Through the utilization of imaging techniques and artificial intelligence tools in actual surgical procedures, there is potential evidence to support the preoperative prediction of VPI. This can be further substantiated by assessing their impacts and effectiveness.

Response 5: Thank you for this important suggestion. We have added references in the discussion about recent evidence on imaging and AI-based prediction of VPI.

 

(page 12, line 353)

Recent investigations have focused on the preoperative and intraoperative prediction of VPI using imaging modalities and AI-based approaches [24-30].

 

Comments 6:

It is advised that analyses be conducted separately based on the specific tumor location, such as the lung lobe or lung segment. Additionally, comprehensive descriptions of lymph node involvement should be incorporated to fully comprehend the implications of VPI.

 

Response 6:

We sincerely appreciate the reviewer’s valuable suggestion to conduct analyses according to tumor location and to provide detailed descriptions of lymph node involvement. In response, these analyses are presented in the Supplementary Figure for clarity and completeness.

 

Comments 7:

It is suggested that in addition to histological subtypes, other factors influencing the incidence of VPI should be examined. These may include smoking history, age, and gender.

 

Response 7:

We appreciate this suggestion. These factors were examined in our cohort. As shown in Table 1, VPI‐positive cases were more frequently male (68.8% vs. 57.6%, p < 0.001) and smokers (73.4% vs. 63.0%, p < 0.001), whereas age did not differ materially between groups (median 68 vs. 69 years, p = 0.067).
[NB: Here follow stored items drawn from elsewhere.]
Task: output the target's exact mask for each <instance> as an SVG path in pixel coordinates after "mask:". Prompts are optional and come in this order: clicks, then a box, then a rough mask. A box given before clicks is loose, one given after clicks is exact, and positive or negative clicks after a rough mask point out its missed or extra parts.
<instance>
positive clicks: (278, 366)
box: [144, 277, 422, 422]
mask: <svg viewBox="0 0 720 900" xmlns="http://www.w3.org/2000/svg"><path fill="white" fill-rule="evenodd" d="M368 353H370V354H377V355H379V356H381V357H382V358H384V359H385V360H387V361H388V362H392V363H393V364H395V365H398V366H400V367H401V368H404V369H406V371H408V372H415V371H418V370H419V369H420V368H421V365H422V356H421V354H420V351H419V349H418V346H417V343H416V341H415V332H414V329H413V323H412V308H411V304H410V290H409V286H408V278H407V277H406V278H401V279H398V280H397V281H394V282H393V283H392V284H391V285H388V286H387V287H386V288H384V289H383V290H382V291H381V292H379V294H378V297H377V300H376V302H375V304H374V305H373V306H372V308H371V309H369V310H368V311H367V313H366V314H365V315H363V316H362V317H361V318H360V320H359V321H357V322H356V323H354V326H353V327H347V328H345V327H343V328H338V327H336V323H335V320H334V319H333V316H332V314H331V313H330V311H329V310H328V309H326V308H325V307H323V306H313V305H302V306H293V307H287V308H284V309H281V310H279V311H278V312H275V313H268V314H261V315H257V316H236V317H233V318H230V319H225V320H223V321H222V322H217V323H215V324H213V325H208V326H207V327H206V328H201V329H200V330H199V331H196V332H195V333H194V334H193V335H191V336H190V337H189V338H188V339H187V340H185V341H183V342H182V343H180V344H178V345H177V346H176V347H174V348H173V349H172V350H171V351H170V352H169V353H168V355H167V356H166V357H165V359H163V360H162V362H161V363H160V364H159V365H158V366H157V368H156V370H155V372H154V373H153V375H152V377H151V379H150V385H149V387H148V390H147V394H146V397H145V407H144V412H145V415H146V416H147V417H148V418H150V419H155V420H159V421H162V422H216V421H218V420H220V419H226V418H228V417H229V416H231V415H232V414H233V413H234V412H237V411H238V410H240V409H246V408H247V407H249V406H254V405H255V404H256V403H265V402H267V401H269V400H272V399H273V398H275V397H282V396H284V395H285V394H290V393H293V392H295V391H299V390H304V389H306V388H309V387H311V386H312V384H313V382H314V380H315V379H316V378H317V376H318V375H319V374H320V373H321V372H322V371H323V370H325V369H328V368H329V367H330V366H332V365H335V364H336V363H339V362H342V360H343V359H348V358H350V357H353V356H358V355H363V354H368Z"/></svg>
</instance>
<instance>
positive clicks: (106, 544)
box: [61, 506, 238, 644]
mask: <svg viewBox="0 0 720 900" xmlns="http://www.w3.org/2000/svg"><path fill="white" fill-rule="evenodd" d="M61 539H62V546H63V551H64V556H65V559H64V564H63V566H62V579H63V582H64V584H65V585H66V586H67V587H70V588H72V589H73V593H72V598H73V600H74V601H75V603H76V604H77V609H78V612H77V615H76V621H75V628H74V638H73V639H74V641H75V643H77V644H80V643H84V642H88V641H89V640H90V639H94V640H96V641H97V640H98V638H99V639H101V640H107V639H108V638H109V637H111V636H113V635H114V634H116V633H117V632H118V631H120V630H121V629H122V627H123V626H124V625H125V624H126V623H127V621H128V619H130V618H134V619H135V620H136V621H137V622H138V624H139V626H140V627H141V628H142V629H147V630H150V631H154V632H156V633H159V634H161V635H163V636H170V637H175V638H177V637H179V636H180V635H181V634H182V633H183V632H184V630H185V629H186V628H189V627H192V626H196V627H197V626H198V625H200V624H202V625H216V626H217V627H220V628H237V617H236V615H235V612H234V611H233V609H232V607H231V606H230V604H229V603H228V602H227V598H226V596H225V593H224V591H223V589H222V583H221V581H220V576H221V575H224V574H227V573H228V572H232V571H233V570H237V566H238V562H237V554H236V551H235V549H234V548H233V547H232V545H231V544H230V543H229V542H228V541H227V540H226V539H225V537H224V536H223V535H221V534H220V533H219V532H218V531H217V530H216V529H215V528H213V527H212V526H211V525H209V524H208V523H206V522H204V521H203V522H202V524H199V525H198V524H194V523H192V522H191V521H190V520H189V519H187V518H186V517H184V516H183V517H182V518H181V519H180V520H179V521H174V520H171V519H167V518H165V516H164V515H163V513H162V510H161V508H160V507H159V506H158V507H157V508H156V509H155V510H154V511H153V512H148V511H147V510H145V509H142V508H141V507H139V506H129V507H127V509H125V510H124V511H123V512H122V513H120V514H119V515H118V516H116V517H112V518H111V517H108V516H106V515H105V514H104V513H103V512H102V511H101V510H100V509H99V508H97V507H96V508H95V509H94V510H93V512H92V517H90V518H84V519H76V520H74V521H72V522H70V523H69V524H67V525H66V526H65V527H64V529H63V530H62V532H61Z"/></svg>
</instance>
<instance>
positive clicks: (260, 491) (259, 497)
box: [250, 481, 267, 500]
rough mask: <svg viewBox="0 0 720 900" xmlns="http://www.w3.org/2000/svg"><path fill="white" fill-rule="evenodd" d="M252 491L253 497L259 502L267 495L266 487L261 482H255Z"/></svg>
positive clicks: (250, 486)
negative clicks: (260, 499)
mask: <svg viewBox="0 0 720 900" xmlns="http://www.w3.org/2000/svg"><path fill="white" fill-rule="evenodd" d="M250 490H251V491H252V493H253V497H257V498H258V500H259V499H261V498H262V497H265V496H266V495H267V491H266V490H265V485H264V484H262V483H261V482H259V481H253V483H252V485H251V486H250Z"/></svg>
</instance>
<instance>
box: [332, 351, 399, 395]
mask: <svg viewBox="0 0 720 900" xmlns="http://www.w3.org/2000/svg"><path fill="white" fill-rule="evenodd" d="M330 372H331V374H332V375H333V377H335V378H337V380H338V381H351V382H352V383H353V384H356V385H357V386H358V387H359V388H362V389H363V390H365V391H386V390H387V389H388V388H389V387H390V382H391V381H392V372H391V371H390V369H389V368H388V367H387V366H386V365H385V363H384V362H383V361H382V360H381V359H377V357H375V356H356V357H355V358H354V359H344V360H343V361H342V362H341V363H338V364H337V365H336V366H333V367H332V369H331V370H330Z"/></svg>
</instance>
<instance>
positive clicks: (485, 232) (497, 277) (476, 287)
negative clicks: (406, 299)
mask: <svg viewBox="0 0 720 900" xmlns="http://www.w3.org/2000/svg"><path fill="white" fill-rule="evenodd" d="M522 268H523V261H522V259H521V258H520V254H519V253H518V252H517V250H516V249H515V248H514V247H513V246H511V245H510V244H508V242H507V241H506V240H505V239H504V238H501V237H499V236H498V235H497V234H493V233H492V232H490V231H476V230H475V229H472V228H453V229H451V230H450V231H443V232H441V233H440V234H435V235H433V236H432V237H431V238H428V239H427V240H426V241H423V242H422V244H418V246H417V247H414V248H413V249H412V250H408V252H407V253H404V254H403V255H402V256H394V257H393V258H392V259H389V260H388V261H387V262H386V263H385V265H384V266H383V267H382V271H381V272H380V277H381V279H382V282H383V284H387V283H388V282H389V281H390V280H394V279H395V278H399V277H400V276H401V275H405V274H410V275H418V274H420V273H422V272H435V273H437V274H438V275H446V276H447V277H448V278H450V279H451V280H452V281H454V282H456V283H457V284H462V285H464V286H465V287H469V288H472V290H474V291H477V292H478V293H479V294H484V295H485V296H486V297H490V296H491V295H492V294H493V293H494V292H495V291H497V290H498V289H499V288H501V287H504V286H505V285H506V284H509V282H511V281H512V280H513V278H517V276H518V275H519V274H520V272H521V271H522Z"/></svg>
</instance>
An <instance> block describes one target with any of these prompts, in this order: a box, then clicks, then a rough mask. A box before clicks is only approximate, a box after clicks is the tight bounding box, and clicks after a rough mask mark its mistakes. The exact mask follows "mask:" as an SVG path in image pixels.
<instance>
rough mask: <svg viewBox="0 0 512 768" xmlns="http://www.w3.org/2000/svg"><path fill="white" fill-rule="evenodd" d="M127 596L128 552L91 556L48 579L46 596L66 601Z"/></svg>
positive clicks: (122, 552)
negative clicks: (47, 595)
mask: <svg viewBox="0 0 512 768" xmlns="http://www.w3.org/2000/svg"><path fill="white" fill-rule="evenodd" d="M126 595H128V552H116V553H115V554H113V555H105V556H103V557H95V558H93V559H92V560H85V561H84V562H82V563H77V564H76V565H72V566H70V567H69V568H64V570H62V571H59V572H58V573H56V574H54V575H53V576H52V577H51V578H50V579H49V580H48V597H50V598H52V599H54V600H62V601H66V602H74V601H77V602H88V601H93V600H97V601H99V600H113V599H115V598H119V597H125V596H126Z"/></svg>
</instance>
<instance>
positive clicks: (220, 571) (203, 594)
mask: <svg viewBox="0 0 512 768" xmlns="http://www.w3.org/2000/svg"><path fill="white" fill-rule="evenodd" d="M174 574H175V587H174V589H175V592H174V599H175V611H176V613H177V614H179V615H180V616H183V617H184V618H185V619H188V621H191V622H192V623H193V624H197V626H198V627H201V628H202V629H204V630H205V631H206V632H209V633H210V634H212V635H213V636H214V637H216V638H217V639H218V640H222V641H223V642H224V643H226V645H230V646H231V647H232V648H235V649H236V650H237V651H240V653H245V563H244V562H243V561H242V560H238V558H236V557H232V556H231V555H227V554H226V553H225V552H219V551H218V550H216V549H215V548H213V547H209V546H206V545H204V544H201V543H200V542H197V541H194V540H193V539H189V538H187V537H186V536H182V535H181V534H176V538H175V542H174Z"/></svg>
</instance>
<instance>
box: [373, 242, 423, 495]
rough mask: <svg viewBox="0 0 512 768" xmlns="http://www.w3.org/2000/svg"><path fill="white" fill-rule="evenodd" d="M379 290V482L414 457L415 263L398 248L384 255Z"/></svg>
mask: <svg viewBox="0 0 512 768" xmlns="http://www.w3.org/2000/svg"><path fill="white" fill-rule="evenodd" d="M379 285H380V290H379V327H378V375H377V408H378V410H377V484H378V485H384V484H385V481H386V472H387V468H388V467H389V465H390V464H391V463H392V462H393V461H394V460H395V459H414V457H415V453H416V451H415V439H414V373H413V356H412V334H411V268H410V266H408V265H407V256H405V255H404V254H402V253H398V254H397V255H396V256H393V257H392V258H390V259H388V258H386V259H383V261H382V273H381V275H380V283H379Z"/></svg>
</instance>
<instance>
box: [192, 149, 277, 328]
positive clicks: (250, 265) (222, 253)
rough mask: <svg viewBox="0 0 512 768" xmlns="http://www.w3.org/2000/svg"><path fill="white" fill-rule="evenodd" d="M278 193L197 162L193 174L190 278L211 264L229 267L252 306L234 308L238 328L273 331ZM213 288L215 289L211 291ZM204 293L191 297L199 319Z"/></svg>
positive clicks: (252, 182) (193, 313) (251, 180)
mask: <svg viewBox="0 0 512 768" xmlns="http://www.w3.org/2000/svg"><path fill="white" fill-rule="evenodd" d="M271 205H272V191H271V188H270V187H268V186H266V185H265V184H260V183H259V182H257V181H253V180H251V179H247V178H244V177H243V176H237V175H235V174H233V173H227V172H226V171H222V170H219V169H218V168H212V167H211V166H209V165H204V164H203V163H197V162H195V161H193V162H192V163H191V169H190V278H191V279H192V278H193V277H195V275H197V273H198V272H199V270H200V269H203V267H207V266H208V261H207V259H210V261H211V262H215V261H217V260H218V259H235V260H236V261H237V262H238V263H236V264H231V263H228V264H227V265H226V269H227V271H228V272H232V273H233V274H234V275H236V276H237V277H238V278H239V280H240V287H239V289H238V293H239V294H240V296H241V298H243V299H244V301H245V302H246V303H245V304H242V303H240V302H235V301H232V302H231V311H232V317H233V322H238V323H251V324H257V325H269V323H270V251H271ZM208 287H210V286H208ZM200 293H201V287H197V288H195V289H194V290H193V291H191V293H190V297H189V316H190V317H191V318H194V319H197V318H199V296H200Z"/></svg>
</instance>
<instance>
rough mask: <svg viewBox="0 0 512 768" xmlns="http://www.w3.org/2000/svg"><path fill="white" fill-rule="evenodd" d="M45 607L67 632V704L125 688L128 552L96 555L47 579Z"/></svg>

We have added a clarifying sentence in the Results to make this explicit.

 

(page 4, line 206)

In this cohort, VPI-positive tumors occurred more often in men and smokers, while age distributions were similar between groups.

 

4. Response to Comments on the Quality of English Language

None

5. Additional clarifications

none

 

Round 2

Reviewer 2 Report

Comments and Suggestions for Authors

Dear Editor and Authors,

Thank you for asking me to re-evaluate this revised manuscript. I was happy to see that the authors have addressed all the issues raised by myself and other reviewers and have made appropriate changes/edits. Therefore,I am happy to now recommend its acceptance for publication.

Kind regards to all and congradulation to the authors for a very nice work.